Massages, soins au beurre de karité, enclos en faux marbre doté de climatisation, et même musique: rien n’est trop beau au Sénégal pour les béliers de la race Ladoum. Depuis quelques années, Dakar connaît un essor des bergeries de luxe, censée assurer un confort maximal au « super bélier », qui peut se vendre jusqu’à plusieurs dizaines de milliers de francs.
Le 17 juin dernier, pour la Tabaski – fête symbolisant la fin du hadj – près de 800’000 moutons ont été sacrifiés au Sénégal pour commémorer le sacrifice d’Abraham. L’élevage d’ovins est une activité très lucrative dans ce pays d’Afrique de l’Ouest, où les prix peuvent varier de 200 francs pour un petit mouton, à plusieurs milliers de francs pour des gros Ladoum, principalement utilisés pour l’élevage.
Les Sénégalais vouent une véritable passion nationale à cette race, fruit d’un croisement génétique dans les années 1970. Elle est prisée pour sa taille et sa beauté, au point que des concours de beauté sont organisés, des émissions de télévision et des expositions leur sont consacrées.
Haut standing
Ces dernières années, les bergeries de haut standing ont fleuri à Dakar, la capitale sénégalaise. Les éleveurs rivalisent d’ingéniosité sur les réseaux sociaux pour attirer une riche clientèle et faire rêver les jeunes: enclos climatisés, néons et même vigiles à l’entrée des étables, donnent parfois une ambiance de boîte de nuit.

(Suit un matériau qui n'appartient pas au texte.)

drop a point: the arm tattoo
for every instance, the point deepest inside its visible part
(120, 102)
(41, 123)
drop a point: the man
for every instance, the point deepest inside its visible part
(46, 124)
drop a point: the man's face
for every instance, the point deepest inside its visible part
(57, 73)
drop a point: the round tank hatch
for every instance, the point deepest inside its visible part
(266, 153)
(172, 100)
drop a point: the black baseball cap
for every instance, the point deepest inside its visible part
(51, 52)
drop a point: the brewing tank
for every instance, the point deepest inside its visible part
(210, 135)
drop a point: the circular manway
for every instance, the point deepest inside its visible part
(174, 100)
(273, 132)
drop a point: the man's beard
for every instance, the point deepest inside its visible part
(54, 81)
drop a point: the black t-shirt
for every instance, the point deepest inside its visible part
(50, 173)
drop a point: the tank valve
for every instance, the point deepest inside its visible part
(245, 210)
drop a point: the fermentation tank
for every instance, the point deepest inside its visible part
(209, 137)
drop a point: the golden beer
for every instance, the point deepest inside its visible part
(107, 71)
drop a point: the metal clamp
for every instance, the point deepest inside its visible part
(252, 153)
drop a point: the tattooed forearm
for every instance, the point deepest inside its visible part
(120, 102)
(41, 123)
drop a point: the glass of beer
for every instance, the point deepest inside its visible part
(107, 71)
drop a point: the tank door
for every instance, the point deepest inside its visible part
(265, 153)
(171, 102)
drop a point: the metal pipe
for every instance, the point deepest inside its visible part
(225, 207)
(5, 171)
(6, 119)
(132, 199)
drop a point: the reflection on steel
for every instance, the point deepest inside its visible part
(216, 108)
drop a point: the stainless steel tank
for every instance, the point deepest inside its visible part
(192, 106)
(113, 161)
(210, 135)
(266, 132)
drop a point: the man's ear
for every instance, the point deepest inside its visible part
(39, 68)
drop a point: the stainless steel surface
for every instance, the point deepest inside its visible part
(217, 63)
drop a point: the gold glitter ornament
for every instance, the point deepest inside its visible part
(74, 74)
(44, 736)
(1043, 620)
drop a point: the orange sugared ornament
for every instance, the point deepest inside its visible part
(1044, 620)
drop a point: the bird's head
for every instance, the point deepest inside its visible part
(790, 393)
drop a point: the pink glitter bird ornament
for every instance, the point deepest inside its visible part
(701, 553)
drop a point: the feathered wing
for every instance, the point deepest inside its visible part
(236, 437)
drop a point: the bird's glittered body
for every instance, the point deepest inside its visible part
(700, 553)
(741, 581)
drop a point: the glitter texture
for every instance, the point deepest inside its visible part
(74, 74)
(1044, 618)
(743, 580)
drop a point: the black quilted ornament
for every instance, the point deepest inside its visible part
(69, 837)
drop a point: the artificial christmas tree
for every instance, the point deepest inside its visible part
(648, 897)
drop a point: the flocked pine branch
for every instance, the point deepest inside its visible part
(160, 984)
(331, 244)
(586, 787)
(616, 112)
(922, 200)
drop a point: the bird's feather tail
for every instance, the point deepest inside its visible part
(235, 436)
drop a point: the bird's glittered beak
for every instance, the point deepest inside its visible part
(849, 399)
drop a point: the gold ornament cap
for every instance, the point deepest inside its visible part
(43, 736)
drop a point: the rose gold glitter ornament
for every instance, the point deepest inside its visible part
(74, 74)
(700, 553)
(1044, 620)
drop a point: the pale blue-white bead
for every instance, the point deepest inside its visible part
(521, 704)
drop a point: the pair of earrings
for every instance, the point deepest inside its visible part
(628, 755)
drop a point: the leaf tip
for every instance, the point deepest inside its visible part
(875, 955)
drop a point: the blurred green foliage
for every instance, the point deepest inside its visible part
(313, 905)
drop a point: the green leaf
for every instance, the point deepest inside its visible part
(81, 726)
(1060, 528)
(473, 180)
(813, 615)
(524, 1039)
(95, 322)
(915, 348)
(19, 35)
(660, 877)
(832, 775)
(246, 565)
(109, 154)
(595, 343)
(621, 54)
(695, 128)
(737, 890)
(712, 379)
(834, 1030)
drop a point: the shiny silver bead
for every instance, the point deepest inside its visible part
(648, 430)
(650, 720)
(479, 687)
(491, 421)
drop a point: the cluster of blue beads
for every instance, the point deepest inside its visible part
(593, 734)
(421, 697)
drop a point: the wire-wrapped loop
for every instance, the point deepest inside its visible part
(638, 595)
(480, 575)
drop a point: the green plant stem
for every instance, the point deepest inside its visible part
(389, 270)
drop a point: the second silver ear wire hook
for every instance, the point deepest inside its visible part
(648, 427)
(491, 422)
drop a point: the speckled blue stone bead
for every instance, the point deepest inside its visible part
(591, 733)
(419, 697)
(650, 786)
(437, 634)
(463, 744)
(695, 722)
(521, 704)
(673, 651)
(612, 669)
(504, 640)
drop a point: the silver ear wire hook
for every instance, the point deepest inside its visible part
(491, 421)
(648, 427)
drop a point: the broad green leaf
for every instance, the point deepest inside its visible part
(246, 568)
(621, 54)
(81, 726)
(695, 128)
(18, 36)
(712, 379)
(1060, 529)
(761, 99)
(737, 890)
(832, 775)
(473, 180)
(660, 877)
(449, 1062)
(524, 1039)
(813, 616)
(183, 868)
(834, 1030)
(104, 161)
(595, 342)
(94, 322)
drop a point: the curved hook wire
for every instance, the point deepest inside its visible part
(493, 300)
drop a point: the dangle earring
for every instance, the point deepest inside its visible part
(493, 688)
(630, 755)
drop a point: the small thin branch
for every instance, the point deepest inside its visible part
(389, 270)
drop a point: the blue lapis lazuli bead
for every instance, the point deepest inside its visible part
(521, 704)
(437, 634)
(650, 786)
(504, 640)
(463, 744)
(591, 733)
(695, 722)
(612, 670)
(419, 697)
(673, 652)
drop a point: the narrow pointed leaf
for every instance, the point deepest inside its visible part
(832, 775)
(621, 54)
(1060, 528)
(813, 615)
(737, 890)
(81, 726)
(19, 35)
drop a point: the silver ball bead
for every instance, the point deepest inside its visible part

En 2002 déjà, Saliou Ndao a créé avec son frère aîné une bergerie de luxe au cinquième étage d’un immeuble cossu dakarois avec vue sur l’océan. Dotée de caméras de surveillance, de moulures et de ventilateurs au plafond, les moutons y sont rois. La priorité est donnée au confort des bêtes, mais aussi à celui des visiteurs, insiste le propriétaire de l’entreprise Ndao et frères dans un reportage de l’émission Tout un monde.
« C’est plus doux. Il y a de la fraîcheur et c’est très important pour les moutons. On veut aussi faire plaisir aux gens qui viennent ici et mettre les moutons dans de bonnes conditions. Tout ça rentre dans notre marketing, c’est un investissement… un grand investissement », explique-t-il.
Aux petits oignons
Avec ses 150 kilos pour 160 centimètres de long à seulement trois ans, Thiapathioly est la star du troupeau. Le mâle principal de la bergerie Ndao vaut déjà son pesant d’or. « Il vaut plus de 45 millions de francs CFA. Celui qui le veut n’a qu’à payer 50 ou 60 millions (80’000 francs suisses, ndlr) », détaille le patron. Un prix proche du record atteint en 2017 par le bélier Hassan II, qui culminait à 52 millions de francs CFA, mais que son propriétaire avait finalement refusé, estimant qu’il valait plus.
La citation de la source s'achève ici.